Regulating intestinal function to reduce atherogenic lipoproteins

Abstract

Significant knowledge regarding different molecules involved in the transport of dietary fat into the circulation has been garnered. Studies point to the possibility that accumulation of intestine-derived lipoproteins in the plasma could contribute to atherosclerosis. This article provides a brief overview of dietary lipid metabolism and studies in mice supporting the hypothesis that intestinal lipoproteins contribute to atherosclerosis. Deficiencies in lipoprotein lipase and Gpihbp1, and overexpression of heparanse in mice, are associated with increases in atherosclerosis, suggesting that defects in catabolism of larger lipoproteins in the plasma contribute to atherosclerosis. Furthermore, inositol-requiring enzyme 1β-deficient mice that produce more intestinal lipoproteins also develop more atherosclerosis. Thus, increases in plasma intestinal lipoproteins due to either overproduction or reduced catabolism result in augmented atherosclerosis. Intestinal lipoproteins tend to adhere strongly to subendothelial proteoglycans, elicit an inflammatory response by endothelial cells and activate macrophages, contributing to the initiation and progression of the disease. Thus, molecules that reduce intestinal lipid absorption can be useful in lowering atherosclerosis.

Keywords: MTP; apoB; atherosclerosis; cholesterol; chylomicronemia; hyperlipidemia; hypertriglyceridemia; lipoproteins; triglyceride.

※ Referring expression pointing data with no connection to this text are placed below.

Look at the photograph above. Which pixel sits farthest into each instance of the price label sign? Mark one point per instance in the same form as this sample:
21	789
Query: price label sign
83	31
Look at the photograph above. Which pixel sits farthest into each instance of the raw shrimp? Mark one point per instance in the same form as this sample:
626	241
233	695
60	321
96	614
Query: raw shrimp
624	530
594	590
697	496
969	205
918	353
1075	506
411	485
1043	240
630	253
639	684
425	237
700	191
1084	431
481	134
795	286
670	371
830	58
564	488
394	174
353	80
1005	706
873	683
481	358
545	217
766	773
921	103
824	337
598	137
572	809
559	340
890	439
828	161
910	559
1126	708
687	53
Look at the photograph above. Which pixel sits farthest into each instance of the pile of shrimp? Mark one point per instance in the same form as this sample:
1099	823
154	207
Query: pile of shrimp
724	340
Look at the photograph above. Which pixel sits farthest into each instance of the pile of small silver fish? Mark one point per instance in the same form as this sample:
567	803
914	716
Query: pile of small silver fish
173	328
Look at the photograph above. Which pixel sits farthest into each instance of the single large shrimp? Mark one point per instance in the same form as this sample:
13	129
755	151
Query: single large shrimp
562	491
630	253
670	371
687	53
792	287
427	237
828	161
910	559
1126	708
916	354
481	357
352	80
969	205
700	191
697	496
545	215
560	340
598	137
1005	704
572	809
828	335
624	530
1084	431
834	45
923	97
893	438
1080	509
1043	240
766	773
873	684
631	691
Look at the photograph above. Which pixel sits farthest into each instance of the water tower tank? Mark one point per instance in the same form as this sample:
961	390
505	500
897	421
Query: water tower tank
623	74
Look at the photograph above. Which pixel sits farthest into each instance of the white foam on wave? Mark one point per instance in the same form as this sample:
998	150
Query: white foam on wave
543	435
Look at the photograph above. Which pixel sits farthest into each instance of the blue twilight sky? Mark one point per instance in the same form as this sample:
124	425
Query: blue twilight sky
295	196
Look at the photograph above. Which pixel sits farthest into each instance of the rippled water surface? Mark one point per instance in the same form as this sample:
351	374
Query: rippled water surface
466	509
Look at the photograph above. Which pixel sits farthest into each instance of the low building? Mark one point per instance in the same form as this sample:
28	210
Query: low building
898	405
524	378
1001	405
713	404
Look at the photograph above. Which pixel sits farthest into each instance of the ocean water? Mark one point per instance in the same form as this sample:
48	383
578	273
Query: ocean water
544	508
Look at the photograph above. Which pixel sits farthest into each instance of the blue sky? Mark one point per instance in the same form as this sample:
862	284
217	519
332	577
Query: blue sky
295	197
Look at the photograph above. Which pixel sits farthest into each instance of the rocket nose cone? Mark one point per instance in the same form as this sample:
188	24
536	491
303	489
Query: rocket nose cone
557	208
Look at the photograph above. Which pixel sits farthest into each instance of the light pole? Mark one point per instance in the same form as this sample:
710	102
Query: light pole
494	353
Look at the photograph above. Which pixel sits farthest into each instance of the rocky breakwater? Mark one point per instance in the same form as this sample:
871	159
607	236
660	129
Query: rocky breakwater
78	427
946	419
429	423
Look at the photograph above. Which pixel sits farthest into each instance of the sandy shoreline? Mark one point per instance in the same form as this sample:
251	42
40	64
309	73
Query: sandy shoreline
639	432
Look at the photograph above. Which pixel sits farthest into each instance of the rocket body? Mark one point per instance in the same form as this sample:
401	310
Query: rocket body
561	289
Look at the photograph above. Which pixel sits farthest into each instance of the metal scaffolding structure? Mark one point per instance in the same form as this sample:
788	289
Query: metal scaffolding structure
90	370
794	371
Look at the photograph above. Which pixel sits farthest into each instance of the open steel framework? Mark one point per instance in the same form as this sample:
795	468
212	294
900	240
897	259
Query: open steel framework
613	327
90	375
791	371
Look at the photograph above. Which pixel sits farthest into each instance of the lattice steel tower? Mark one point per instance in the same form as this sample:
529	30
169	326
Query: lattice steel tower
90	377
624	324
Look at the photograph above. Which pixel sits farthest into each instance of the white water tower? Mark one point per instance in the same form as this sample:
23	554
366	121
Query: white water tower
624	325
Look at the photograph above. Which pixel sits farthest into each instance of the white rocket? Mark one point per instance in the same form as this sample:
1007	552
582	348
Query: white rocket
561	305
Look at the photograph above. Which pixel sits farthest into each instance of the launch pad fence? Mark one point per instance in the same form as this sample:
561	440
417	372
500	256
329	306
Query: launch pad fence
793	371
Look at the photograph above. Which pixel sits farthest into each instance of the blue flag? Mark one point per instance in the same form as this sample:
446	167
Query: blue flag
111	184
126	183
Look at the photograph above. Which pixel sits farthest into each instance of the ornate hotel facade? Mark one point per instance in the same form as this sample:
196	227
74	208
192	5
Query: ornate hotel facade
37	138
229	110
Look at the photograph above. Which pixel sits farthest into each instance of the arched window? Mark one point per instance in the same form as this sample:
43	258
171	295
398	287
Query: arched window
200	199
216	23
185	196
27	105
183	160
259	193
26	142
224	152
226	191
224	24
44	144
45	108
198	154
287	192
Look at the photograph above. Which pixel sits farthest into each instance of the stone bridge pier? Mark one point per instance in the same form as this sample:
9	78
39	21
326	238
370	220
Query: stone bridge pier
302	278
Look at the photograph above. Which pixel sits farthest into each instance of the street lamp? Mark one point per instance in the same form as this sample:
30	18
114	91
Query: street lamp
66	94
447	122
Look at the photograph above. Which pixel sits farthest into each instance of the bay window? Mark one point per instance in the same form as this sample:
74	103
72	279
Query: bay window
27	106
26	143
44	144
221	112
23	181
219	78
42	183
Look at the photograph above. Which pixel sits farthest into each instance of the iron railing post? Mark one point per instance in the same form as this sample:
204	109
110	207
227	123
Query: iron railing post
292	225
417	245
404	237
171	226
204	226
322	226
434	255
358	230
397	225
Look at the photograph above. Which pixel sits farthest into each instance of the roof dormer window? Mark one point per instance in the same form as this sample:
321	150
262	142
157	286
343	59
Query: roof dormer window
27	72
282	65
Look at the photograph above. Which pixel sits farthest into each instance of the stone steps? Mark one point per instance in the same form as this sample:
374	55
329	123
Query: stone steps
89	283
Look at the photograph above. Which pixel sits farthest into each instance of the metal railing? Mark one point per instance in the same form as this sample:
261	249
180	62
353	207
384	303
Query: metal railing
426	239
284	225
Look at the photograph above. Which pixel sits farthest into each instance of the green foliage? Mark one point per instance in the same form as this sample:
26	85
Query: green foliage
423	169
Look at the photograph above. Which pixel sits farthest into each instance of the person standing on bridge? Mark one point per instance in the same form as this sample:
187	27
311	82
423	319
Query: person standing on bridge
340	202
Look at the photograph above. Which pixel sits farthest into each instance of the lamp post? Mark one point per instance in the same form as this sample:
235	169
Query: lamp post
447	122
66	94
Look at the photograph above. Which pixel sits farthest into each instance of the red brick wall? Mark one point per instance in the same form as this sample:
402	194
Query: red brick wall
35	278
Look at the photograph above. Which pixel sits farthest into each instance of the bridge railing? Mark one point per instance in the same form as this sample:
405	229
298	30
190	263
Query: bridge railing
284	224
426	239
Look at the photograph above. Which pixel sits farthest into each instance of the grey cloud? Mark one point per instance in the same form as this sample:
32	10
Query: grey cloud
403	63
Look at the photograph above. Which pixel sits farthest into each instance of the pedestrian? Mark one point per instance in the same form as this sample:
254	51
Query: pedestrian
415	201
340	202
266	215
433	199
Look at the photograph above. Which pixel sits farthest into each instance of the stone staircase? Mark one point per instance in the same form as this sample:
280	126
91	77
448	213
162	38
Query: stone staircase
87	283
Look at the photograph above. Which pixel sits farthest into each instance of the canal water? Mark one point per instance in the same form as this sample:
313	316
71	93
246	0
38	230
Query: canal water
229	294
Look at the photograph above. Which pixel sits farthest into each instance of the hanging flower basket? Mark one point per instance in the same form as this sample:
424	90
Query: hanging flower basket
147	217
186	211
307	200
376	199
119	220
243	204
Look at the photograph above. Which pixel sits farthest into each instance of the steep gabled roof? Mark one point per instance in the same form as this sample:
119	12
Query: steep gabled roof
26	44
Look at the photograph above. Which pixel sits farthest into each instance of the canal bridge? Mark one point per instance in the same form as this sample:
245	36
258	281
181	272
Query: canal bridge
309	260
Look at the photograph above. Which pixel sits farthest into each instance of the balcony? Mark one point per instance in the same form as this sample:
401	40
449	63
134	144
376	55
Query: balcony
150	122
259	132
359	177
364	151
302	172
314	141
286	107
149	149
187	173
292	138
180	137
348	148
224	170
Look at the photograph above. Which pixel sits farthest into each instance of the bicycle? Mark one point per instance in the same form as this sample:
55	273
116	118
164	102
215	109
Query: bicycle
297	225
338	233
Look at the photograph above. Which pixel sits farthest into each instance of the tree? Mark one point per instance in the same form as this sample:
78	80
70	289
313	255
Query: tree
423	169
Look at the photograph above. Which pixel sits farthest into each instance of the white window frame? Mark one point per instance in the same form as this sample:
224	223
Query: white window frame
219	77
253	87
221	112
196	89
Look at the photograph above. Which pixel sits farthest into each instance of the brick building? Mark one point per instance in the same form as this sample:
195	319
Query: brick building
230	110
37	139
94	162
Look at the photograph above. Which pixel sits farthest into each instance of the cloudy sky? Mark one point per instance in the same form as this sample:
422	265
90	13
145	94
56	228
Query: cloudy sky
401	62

Figure 1. Absorption of dietary fat

Dietary fat is emulsified by bile acids in the gut lumen. The emulsified lipids are hydrolyzed by pancreatic lipases. FFAs and MAGs are taken up by enterocytes and used for the synthesis of TAGs in the ER membrane by different enzymes involving two different pathways (Figure 2). Similarly, FC arising from the hydrolysis of CEs enters the enterocytes. NPC1L1 plays a critical role in the uptake of FC by enterocytes. On the other hand, ABCG5 and ABCG8 regulate the efflux of cholesterol from enterocytes into the intestinal lumen. Within the enterocytes, FC is delivered to the ER where it is converted to CEs by ACAT1 and ACAT2 enzymes. The formation of chylomicrons begins using apoB48 as a scaffold, with the help of a chaperone, MTP. Chylomicrons are transported from the ER to the Golgi apparatus via prechylomicron transport vesicles, where they undergo further modifications involving addition of lipids and apolipoproteins. The mature chylomicrons are released by the enterocytes from the basolateral side and enter the lymphatic circulation. ACAT: Acyl-coenzyme A:cholesterol acyltransferase; CE: Cholesterol ester; DGAT: Diacylglycerol acyltransferase; ER: Endoplasmic reticulum; FC: Free cholesterol; FFA: Free fatty acid; MAG: Monoacylglycerol; MGAT: Monoacylglycerol acyltransferase; TAG: Triglyceride.

Figure 2. Triglyceride synthesis in enterocytes

Two different pathways are involved in the synthesis of TAGs: the MAG pathway and G-3-P pathways. MAG is the predominant pathway in enterocytes that is involved in TAG synthesis. The G-3-P pathway is the major pathway for TAG synthesis by the liver. Dashed arrow used to denote a pathway not relevant to this article. DAG: Diacylglycerol; DGAT: Diacylglycerol acyltransferase; G-3-P: Glycerol-3-phosphate; GPAT: Glycerol-3-phosphate acyltransferanse; LPA: Lysophosphatidic acid; LPAAT: Lysophosphatidic acid acyltransferase; MAG: Monoacylglyerol; MGAT: Monoacylglycerol acyltransferase; PA: Phosphatidic acid; PAP: Phosphatidic acid phosphatase; PC: Phosphatidylcholine; PE: Phosphatidylethanolamine; TAG: Triglyceride.

Figure 3. Hydrolysis of chylomicron lipids by lipoprotein lipase

As described in Figure 1, CMs are secreted towards the basolateral side by enterocytes. These particles are then transported via the lymphatic system to the circulation at the thoracic duct. In the circulation, these particles acquire apoCII that interacts with lipoprotein lipase attached to a transmembrane protein, Gpihbp1, anchored in the endothelial cell membranes. This brings CMs to lipoprotein lipase. Furthermore, it activates the enzyme to initiate hydrolysis of TAGs present in CMs. FFAs generated by this hydrolysis are taken up by the endothelial cells. After hydrolysis, remnant lipoproteins are released from the endothelial cell surface. These particles acquire apoE from plasma and are mainly cleared by the liver. CE: Cholesterol ester; CM: Chylomicron; FFA: Free fatty acid; TAG: Triglyceride.